A group of researchers led by Stuart Licht, a professor of chemistry at George Washington University, have developed an incredible technology. They can capture carbon dioxide from the air and then convert it to carbon nanofibers and oxygen using an electrochemical process.

Here’s how the process works. Researchers use molten lithium carbonate with lithium oxide dissolved in it. The lithium oxide then combines with carbon dioxide in the air, creating more lithium carbonate. Add a bit of voltage across two electrodes dipped in molten carbonate and the reaction produces oxygen, carbon and lithium oxide. The carbon is deposited on one of the electrodes.

The researchers then showed they could make various nanofiber shapes and diameters by adjusting the amount of current used at specific times and the composition of lithium carbonate and lithium oxide.

carbon fibers

Carbon fibers

The researchers also demonstrated the ability to make very uniform fibers. But, Licht stresses the mechanisms behind the fibers formation need to be better understood.

Licht is confident his group can refine their method for even greater control over what types of fibers are made.

What are carbon nanofibers?

Carbon nanofibers are an extraordinary material. More and more it’s being used in industries like aerospace and automotive. Why? Its combination of strength and lightweight is hard to ignore. Licht also points to its electrical conductivity that is enhanced at the nanoscale.

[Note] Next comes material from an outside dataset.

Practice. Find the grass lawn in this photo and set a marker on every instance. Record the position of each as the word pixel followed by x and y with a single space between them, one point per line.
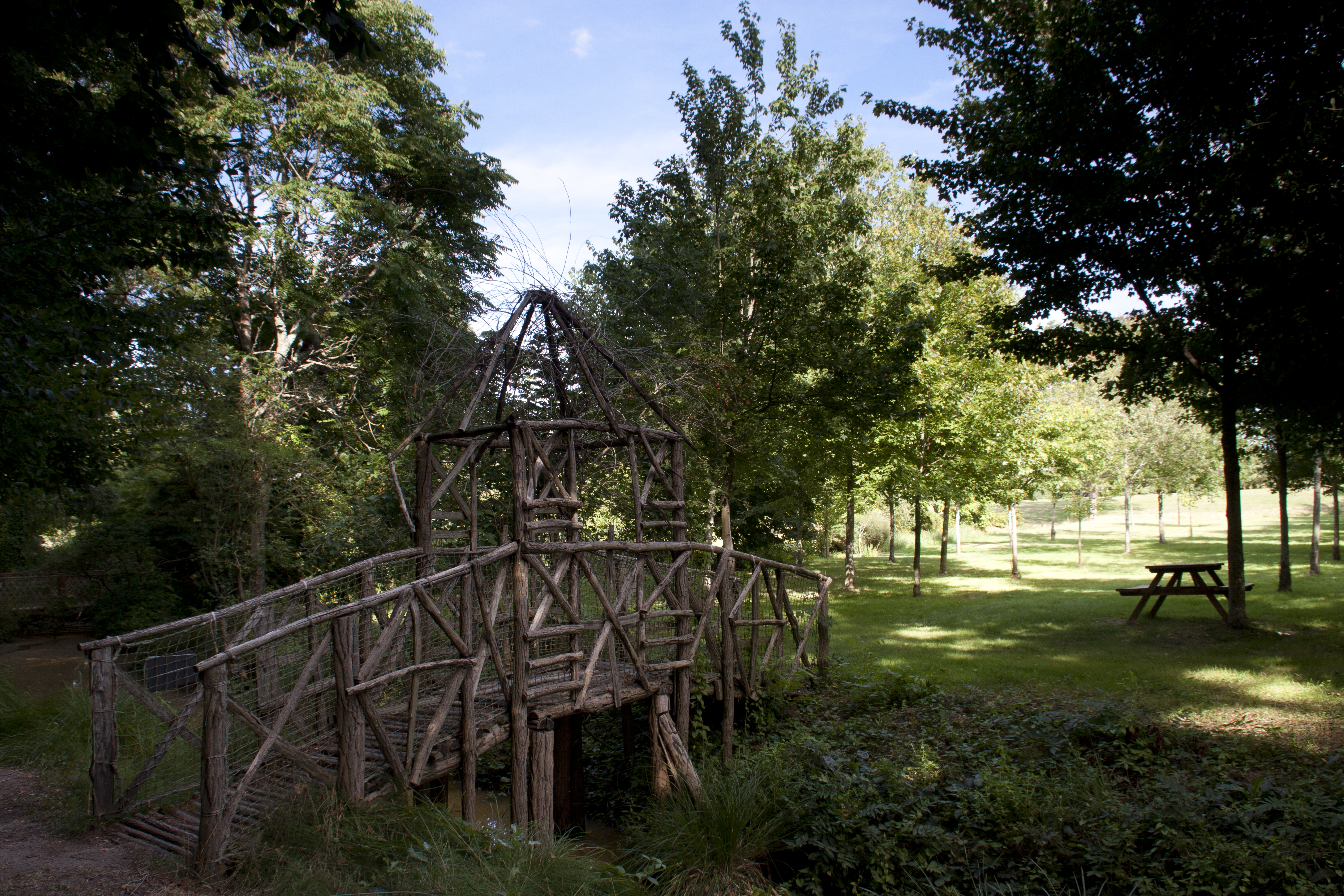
pixel 1062 626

Like most incredible materials these days, carbon nanofibers run into one major obstacle. It’s very expensive to produce.

Today, the costs surrounding carbon nanofibers is just too high. But, this new method could change that. One day, we could see carbon fiber composites replace most other building materials such as steel, concrete and aluminum.

This method also has another obvious benefit – removing carbon dioxide from the atmosphere. Licht describes it as a “means of storing and sequestering carbon dioxide in a useful manner, a stable manner, and in a compact manner.”

The result of the process is a net removal of carbon dioxide from the atmosphere.

Ok, that sounds great – but what’s a realistic scenario for the amount of carbon dioxide removed? The researchers are optimistic here. Take an area less than 10 percent of the size of the Sahara Desert. This method could remove enough carbon dioxide to make global atmospheric levels return to preindustrial levels within ten years. Even with higher greenhouse gas emissions.

This sounds awesome. When do we start? Well, demand is going to have skyrocket for the above scenario to be remotely feasible. But, the new research is promising. If researchers can nail down the method, the building industry could be about to get their hands on material that is even better than what they’re using now and affordable.